Wednesday, November 16, 2005

Motivation, Social Networking and ePortfolios

While at the NERCOMP ePortfolio Users Group meeting earlier this month in Poughkeepsie, one of the participants brought up the issue of student motivation and the popularity of Facebook on his campus. He wondered how to make ePortfolios as popular as Facebook. The value of this site, as well as its competitors, MySpace and Friendster is that they are social networking spaces. They are also voluntary, and Facebook accounts are available through many universities. They are just starting to move into high schools, but the privacy issues are very different because of the age of the participants. The Facebook concept is somewhat unique. According to Facebook's founder, audiences "want to build community around what they're consuming." According to an article in MarketSense:
"What drives the site is an offline dynamic and culture around it." What he means is that the Facebook communities revolve around a particular school. He can walk out into the school grounds and see everyone he knows in the Facebook. It's a closed community in some sense.
I also wonder how we can make ePortfolios more intrinsically motivating... more of a "want to" rather than a "have to" experience. The interface has to be engaging, and easy to use. Perhaps the environment needs to contribute to building community. There has to be a reason to return on a regular basis. Facebook claims that 70% of its users log in daily! The founder of Facebook is a Psychology drop-out from Harvard, not an IT major. Maybe that's what we need in the ePortfolio community: more developers who understand human nature than those who understand technology. My recent experience tells me that the technology can get in the way.

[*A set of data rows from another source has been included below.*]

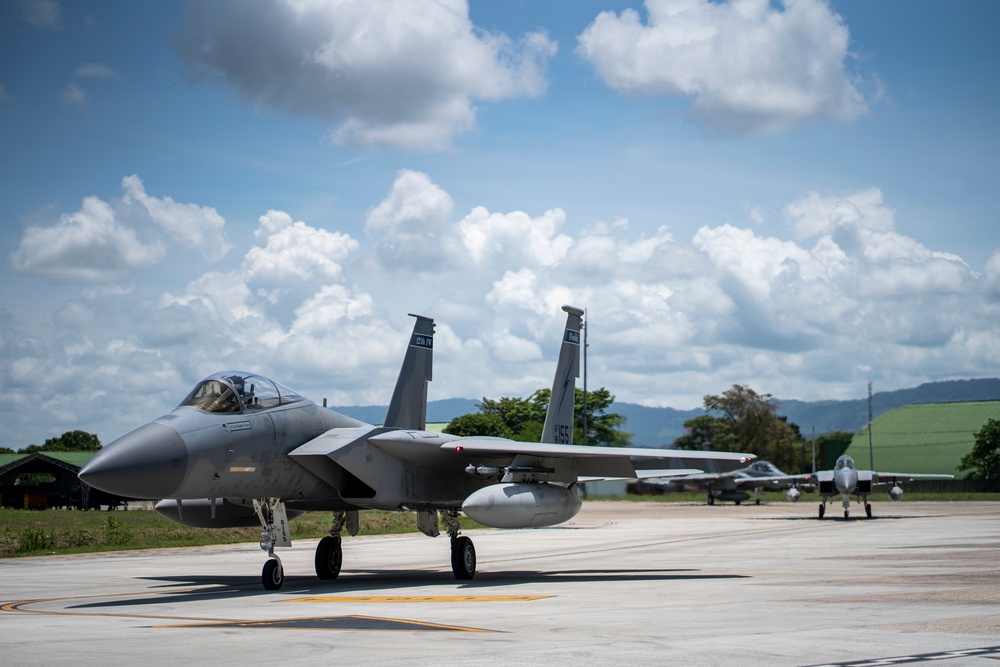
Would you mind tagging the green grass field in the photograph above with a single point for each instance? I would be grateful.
(40, 532)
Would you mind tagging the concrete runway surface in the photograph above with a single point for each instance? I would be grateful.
(623, 583)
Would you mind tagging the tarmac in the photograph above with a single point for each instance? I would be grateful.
(622, 583)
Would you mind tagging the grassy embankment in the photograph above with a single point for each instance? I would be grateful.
(40, 532)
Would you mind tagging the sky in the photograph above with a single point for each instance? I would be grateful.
(798, 196)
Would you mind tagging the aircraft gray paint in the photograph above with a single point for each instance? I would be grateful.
(845, 479)
(242, 447)
(731, 486)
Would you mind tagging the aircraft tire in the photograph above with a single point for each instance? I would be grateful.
(273, 575)
(463, 558)
(329, 557)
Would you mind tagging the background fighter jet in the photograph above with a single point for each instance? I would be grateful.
(242, 446)
(733, 485)
(845, 479)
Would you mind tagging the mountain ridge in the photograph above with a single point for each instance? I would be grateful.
(658, 427)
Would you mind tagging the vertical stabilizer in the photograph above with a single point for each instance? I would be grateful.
(408, 408)
(558, 427)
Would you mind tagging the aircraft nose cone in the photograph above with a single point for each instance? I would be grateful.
(149, 462)
(846, 480)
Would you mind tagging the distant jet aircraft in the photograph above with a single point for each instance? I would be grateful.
(845, 479)
(732, 486)
(242, 446)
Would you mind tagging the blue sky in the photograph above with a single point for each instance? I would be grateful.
(797, 196)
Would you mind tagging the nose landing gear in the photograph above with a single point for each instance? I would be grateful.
(274, 533)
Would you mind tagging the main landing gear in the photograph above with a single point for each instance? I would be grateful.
(847, 507)
(463, 552)
(330, 553)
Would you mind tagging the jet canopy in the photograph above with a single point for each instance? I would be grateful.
(844, 462)
(237, 391)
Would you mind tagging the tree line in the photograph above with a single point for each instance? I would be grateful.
(70, 441)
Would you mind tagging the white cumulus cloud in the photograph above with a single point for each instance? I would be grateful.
(198, 227)
(401, 73)
(747, 66)
(90, 244)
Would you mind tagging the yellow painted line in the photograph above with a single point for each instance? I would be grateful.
(419, 598)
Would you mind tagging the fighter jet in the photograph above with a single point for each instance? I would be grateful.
(845, 479)
(731, 486)
(241, 446)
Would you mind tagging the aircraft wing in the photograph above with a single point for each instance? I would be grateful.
(706, 480)
(644, 474)
(773, 481)
(894, 477)
(497, 447)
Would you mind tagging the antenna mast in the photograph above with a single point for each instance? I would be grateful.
(871, 450)
(585, 326)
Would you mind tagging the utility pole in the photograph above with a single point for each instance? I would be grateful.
(585, 326)
(871, 450)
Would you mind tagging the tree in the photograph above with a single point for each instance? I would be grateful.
(746, 421)
(983, 461)
(477, 423)
(525, 417)
(70, 441)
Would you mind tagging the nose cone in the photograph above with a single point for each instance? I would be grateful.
(149, 462)
(846, 480)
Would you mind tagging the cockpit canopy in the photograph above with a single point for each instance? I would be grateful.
(237, 391)
(845, 462)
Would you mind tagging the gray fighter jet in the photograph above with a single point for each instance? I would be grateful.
(732, 486)
(845, 479)
(242, 447)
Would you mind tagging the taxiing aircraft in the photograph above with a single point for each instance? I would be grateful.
(845, 479)
(242, 446)
(732, 486)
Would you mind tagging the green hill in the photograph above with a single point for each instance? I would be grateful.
(927, 437)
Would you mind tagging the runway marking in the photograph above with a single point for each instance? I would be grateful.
(922, 657)
(308, 623)
(419, 598)
(337, 623)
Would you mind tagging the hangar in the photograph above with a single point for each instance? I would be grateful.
(48, 479)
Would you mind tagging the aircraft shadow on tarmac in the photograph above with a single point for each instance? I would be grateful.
(837, 519)
(198, 588)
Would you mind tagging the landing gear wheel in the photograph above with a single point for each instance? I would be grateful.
(463, 558)
(273, 575)
(329, 557)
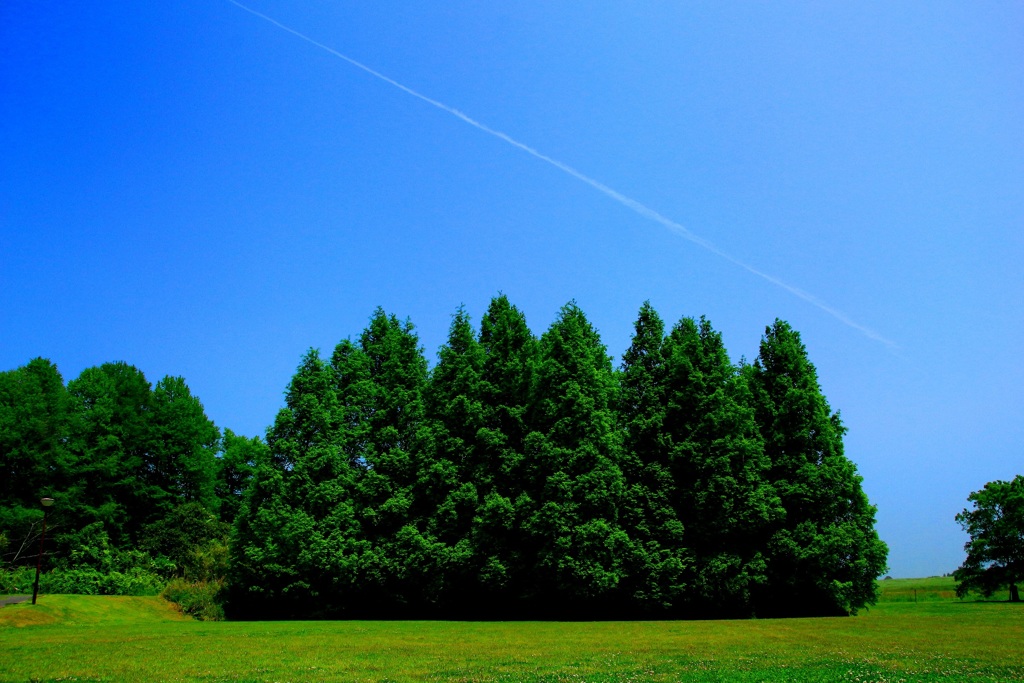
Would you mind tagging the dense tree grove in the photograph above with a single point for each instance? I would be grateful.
(528, 477)
(521, 476)
(145, 485)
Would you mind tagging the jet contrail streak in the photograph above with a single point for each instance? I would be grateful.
(628, 202)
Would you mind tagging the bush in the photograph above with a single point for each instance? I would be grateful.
(202, 599)
(16, 580)
(90, 582)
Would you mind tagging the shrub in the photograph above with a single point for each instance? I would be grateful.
(199, 599)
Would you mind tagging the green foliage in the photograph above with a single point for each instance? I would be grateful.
(822, 554)
(995, 549)
(236, 466)
(520, 476)
(200, 600)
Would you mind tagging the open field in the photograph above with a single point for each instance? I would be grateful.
(142, 639)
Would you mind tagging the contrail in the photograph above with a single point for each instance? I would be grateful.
(628, 202)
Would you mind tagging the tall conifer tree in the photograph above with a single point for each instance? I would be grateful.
(719, 467)
(294, 546)
(659, 558)
(573, 467)
(824, 555)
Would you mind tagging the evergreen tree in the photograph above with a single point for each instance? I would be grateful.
(34, 460)
(578, 487)
(719, 470)
(295, 546)
(453, 469)
(823, 555)
(403, 565)
(502, 557)
(659, 559)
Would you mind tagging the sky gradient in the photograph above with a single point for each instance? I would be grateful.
(198, 191)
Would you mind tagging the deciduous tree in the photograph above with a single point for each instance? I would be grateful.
(995, 550)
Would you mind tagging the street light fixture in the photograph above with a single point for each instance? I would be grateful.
(46, 503)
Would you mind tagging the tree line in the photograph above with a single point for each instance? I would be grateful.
(527, 477)
(521, 476)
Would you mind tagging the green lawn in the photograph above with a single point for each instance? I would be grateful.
(142, 639)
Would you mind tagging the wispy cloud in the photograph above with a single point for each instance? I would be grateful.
(628, 202)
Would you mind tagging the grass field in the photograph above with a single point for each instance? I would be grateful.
(937, 638)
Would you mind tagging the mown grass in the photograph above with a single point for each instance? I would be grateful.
(135, 639)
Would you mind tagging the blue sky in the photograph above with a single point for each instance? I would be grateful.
(189, 188)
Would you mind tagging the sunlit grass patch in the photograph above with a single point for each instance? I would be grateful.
(141, 639)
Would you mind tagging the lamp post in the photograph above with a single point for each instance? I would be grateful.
(46, 502)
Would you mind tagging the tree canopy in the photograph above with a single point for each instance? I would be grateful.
(521, 476)
(995, 549)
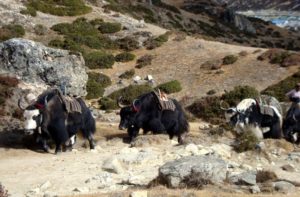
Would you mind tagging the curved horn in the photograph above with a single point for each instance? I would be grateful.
(21, 103)
(119, 102)
(223, 108)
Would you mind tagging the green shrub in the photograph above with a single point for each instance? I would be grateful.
(130, 93)
(281, 88)
(124, 57)
(96, 84)
(99, 59)
(40, 29)
(107, 27)
(170, 87)
(127, 74)
(107, 103)
(229, 59)
(29, 11)
(11, 31)
(239, 93)
(246, 141)
(61, 7)
(143, 61)
(128, 43)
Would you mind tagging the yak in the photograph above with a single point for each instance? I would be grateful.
(146, 113)
(264, 121)
(49, 116)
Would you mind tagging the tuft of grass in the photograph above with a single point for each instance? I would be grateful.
(61, 7)
(246, 141)
(127, 74)
(229, 59)
(124, 57)
(11, 31)
(170, 87)
(143, 61)
(130, 93)
(96, 84)
(107, 27)
(99, 59)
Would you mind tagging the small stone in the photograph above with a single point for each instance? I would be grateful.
(284, 187)
(113, 165)
(288, 168)
(139, 194)
(254, 189)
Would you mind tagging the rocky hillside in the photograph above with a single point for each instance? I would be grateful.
(263, 4)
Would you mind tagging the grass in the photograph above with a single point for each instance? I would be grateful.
(124, 57)
(170, 87)
(127, 74)
(99, 59)
(96, 85)
(11, 31)
(60, 8)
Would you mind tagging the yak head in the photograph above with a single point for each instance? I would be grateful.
(127, 113)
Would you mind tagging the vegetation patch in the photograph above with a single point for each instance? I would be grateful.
(99, 59)
(281, 88)
(96, 84)
(170, 87)
(229, 59)
(60, 8)
(29, 11)
(124, 57)
(127, 74)
(107, 27)
(245, 141)
(143, 61)
(130, 93)
(128, 43)
(107, 103)
(11, 31)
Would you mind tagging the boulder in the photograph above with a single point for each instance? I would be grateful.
(34, 63)
(208, 169)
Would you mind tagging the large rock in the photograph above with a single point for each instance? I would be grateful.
(207, 168)
(34, 63)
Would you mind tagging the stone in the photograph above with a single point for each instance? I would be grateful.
(284, 187)
(254, 189)
(113, 165)
(142, 193)
(288, 167)
(207, 168)
(30, 61)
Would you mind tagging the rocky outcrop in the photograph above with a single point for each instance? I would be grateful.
(35, 63)
(208, 169)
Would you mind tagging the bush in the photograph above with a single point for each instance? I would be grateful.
(170, 87)
(124, 57)
(11, 31)
(99, 59)
(28, 11)
(128, 44)
(239, 93)
(107, 103)
(143, 61)
(109, 27)
(130, 93)
(127, 74)
(60, 8)
(246, 141)
(281, 88)
(96, 85)
(40, 29)
(229, 59)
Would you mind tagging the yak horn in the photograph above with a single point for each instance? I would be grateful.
(119, 102)
(223, 108)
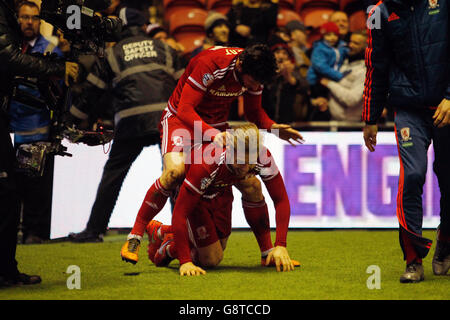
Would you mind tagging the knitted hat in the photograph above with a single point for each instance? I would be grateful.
(295, 25)
(132, 17)
(153, 29)
(329, 27)
(213, 20)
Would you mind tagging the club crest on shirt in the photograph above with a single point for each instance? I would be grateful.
(177, 141)
(202, 233)
(204, 183)
(207, 79)
(405, 133)
(406, 137)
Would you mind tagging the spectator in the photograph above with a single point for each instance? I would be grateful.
(341, 20)
(279, 97)
(346, 96)
(217, 32)
(31, 124)
(299, 41)
(251, 21)
(327, 57)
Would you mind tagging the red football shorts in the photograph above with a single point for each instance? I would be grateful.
(211, 221)
(177, 137)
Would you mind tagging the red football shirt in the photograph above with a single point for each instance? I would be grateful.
(208, 87)
(210, 178)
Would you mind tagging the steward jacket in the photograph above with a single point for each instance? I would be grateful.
(28, 122)
(13, 62)
(408, 56)
(141, 74)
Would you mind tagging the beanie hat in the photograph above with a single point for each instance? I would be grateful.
(213, 20)
(295, 25)
(329, 27)
(153, 29)
(132, 17)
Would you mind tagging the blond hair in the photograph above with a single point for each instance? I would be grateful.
(247, 141)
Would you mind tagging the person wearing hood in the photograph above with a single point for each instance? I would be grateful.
(141, 74)
(280, 97)
(346, 96)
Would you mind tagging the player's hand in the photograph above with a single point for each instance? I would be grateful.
(72, 72)
(190, 269)
(370, 136)
(281, 257)
(442, 115)
(286, 132)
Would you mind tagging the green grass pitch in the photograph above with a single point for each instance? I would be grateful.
(334, 265)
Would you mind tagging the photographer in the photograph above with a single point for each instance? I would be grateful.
(15, 63)
(141, 74)
(31, 124)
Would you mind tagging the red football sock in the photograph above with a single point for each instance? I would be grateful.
(257, 216)
(163, 230)
(154, 201)
(410, 253)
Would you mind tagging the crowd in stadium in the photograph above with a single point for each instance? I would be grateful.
(317, 80)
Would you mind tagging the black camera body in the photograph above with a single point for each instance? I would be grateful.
(86, 31)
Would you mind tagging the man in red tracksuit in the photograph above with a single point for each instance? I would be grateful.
(201, 221)
(197, 112)
(408, 69)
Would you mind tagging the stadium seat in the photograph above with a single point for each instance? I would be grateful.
(286, 15)
(188, 19)
(287, 4)
(189, 39)
(315, 17)
(357, 21)
(170, 6)
(221, 6)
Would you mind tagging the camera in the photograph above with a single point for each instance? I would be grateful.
(86, 31)
(88, 39)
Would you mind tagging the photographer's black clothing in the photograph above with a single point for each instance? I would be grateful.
(36, 196)
(141, 73)
(12, 63)
(122, 155)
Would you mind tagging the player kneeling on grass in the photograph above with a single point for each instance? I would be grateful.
(202, 214)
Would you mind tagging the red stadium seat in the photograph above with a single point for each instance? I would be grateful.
(315, 17)
(192, 19)
(170, 6)
(357, 21)
(285, 15)
(190, 40)
(222, 6)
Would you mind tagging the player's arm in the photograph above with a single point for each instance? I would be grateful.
(255, 113)
(192, 94)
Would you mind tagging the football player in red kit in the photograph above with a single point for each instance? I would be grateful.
(197, 112)
(201, 221)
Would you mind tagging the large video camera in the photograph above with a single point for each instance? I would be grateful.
(86, 31)
(87, 34)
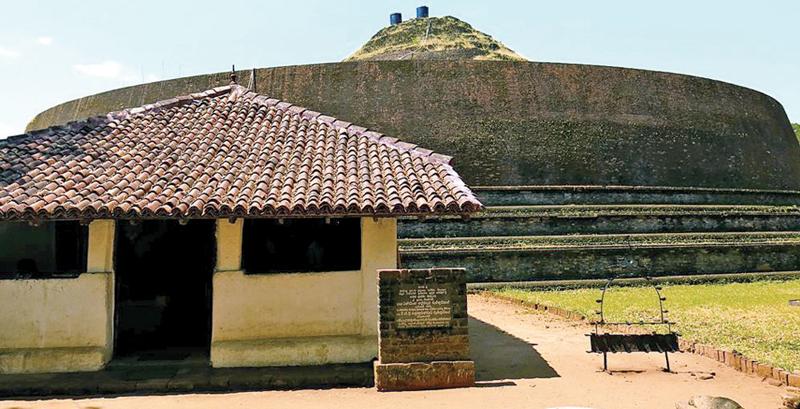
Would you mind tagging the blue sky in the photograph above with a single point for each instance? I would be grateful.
(52, 51)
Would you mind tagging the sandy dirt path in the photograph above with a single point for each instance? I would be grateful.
(524, 359)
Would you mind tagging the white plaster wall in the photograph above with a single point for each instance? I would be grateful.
(61, 324)
(298, 318)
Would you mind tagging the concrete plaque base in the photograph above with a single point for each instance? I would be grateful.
(424, 375)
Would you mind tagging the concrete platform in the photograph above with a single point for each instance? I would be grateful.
(180, 377)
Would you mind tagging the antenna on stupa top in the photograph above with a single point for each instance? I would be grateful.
(251, 85)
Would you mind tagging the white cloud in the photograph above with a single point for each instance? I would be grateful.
(8, 53)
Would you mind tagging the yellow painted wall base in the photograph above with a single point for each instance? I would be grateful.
(52, 360)
(56, 325)
(294, 351)
(302, 318)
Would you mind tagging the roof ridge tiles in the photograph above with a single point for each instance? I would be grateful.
(340, 125)
(424, 181)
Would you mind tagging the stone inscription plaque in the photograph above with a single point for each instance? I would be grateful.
(423, 306)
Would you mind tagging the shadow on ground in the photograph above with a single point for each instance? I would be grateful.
(499, 355)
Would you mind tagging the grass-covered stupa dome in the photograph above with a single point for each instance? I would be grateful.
(433, 38)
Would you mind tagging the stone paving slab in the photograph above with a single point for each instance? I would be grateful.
(181, 379)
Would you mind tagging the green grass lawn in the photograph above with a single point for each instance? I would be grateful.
(754, 319)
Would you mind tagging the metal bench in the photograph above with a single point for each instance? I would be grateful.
(605, 343)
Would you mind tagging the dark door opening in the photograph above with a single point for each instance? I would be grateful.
(163, 289)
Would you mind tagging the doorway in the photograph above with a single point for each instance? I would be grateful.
(163, 289)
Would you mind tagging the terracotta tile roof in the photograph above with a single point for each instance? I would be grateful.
(225, 152)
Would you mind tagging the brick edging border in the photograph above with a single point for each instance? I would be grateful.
(731, 359)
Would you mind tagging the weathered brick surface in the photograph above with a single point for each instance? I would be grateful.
(423, 357)
(423, 344)
(419, 375)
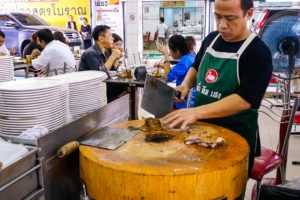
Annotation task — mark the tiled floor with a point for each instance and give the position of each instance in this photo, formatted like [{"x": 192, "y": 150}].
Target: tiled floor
[{"x": 269, "y": 133}]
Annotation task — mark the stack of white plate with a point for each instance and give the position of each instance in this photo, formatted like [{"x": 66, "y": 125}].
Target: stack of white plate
[
  {"x": 6, "y": 68},
  {"x": 87, "y": 91},
  {"x": 30, "y": 102}
]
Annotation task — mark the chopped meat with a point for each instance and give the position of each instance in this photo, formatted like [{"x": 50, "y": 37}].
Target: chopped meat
[
  {"x": 155, "y": 124},
  {"x": 204, "y": 139}
]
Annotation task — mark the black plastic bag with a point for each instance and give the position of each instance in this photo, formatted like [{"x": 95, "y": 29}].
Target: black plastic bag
[{"x": 271, "y": 192}]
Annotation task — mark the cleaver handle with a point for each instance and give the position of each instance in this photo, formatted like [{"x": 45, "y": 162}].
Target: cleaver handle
[{"x": 177, "y": 94}]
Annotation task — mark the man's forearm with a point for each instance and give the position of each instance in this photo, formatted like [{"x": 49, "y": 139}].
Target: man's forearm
[
  {"x": 227, "y": 106},
  {"x": 190, "y": 78},
  {"x": 109, "y": 63}
]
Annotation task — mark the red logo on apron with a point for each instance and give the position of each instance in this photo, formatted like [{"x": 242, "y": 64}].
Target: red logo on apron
[{"x": 211, "y": 76}]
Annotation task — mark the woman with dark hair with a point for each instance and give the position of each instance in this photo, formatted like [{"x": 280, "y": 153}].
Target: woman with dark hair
[
  {"x": 31, "y": 46},
  {"x": 85, "y": 32},
  {"x": 117, "y": 44},
  {"x": 114, "y": 91},
  {"x": 60, "y": 37},
  {"x": 191, "y": 44},
  {"x": 179, "y": 51}
]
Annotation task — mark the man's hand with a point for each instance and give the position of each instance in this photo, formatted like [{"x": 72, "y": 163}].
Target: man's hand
[
  {"x": 184, "y": 91},
  {"x": 115, "y": 54},
  {"x": 182, "y": 118},
  {"x": 35, "y": 53},
  {"x": 163, "y": 49}
]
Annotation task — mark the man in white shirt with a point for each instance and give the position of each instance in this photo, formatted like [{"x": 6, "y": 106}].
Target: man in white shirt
[
  {"x": 3, "y": 50},
  {"x": 56, "y": 57},
  {"x": 162, "y": 29},
  {"x": 71, "y": 24}
]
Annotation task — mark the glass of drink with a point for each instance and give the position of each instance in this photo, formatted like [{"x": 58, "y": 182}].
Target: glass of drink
[{"x": 28, "y": 59}]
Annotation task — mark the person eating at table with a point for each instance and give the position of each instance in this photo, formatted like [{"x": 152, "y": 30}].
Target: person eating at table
[
  {"x": 231, "y": 73},
  {"x": 102, "y": 56},
  {"x": 98, "y": 56},
  {"x": 56, "y": 57},
  {"x": 179, "y": 50},
  {"x": 3, "y": 50}
]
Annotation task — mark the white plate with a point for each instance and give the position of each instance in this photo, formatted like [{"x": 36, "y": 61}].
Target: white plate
[
  {"x": 32, "y": 100},
  {"x": 34, "y": 93},
  {"x": 29, "y": 112},
  {"x": 33, "y": 106},
  {"x": 51, "y": 121},
  {"x": 81, "y": 76},
  {"x": 32, "y": 84}
]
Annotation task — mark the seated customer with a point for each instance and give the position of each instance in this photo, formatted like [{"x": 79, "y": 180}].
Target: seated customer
[
  {"x": 114, "y": 91},
  {"x": 56, "y": 57},
  {"x": 31, "y": 46},
  {"x": 102, "y": 56},
  {"x": 98, "y": 56},
  {"x": 117, "y": 44},
  {"x": 58, "y": 35},
  {"x": 3, "y": 50},
  {"x": 179, "y": 50}
]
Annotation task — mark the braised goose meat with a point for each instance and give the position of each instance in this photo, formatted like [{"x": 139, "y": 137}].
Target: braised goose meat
[
  {"x": 204, "y": 139},
  {"x": 155, "y": 124}
]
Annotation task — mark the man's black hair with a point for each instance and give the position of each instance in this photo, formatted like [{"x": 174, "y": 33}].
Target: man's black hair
[
  {"x": 2, "y": 34},
  {"x": 116, "y": 38},
  {"x": 99, "y": 30},
  {"x": 46, "y": 35},
  {"x": 177, "y": 42},
  {"x": 246, "y": 5}
]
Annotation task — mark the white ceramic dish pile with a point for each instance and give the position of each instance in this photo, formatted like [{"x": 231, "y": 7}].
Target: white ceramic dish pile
[
  {"x": 6, "y": 68},
  {"x": 35, "y": 101},
  {"x": 10, "y": 152},
  {"x": 87, "y": 91}
]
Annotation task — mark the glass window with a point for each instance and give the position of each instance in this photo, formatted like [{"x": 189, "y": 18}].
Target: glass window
[
  {"x": 3, "y": 20},
  {"x": 29, "y": 20}
]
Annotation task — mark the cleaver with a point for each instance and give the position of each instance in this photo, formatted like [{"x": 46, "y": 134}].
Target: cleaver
[
  {"x": 108, "y": 137},
  {"x": 158, "y": 97}
]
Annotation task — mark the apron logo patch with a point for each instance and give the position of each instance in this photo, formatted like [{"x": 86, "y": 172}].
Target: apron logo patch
[{"x": 211, "y": 76}]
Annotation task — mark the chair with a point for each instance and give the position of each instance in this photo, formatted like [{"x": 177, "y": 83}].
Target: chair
[
  {"x": 149, "y": 40},
  {"x": 269, "y": 159}
]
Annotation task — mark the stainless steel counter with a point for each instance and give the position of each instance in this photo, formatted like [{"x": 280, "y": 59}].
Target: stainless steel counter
[{"x": 59, "y": 177}]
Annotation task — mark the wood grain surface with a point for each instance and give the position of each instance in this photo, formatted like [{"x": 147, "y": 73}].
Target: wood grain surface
[{"x": 167, "y": 170}]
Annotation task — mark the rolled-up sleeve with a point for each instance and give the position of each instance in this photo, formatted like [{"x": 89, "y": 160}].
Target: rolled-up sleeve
[
  {"x": 42, "y": 61},
  {"x": 178, "y": 70}
]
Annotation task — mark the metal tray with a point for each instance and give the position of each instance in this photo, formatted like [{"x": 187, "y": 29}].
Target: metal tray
[{"x": 20, "y": 179}]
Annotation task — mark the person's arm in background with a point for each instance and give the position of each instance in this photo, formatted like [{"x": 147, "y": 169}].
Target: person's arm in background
[
  {"x": 42, "y": 60},
  {"x": 167, "y": 67},
  {"x": 4, "y": 51},
  {"x": 92, "y": 62},
  {"x": 115, "y": 54}
]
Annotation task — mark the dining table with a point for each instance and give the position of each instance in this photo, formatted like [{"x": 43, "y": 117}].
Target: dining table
[{"x": 21, "y": 64}]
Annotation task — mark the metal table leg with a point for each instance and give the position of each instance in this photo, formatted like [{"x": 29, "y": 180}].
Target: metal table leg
[{"x": 132, "y": 115}]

One of the principles I found in my dissertation research over 15 years ago is a simple equation: the benefits of any change must exceed the cost of that change. With the Internet, the benefits have become obvious and motivated a lot of the population to learn a whole new set of skills... and spawned a whole new way of life and conducting business. We are glimpsing the benefits for learning and schooling (I purposefully separated those two terms), using ICT to facilitate the teaching and learning process (another purposeful distinction). But learners need to see the benefits for developing an ePortfolio. We need to look at human nature to find that motivation. That's why I think these social networking tools, including blogs, have motivated young people to get engaged with them, but the goal isn't the use of technology... it is the connection to other people. That is the challenge for the ePortfolio movement today...

3 comments:

Victor Leginsky said...

Good post, Helen!! I think the social networking component is essential. Take care! Hope to see you soon.

drscottie said...

Helen, I'm just starting in my own year of sabbatical research on ePortfolios and Blogs. Both impressed/overwhelmed by the wealth of work/research/knowledge you have online!! Also relieved that you have, in a sense, come to similar conclusions after all your research odysseys: that we need to pay attention to the writing students WANT to do, what works for them already. And that MySpace-type formats may indeed -- due to their enormous popularity -- hold a key, of sorts, to the future of ePortfolios everywhere. Look forward to reading your blog daily from now on. I'm already addicted. --Scott Lankford, Foothill Community College, Los Altos Hills, CA (Bay Area)

Christopher said...

Hello Helen. I started my present post at Leeds University, UK in July and I am responsible for the implementation, developement and evaluation of 3 e-portfolio's at major transition points. I do not have an IT background but come form a Careers Education and Guidance field. It's been great to hear somebody talk about the human aspect of e-portfolio's. Initial findings from the project indicate students are not engaging with the eportfolio unless they can see some worth or 'added value' from using it! This is dependent on it's ease of use and on the quality of the training session used to introduce the tool. Your site has been a great help to me as I find my way around this new and sometimes bewidering world of e-portfolios. Thank you.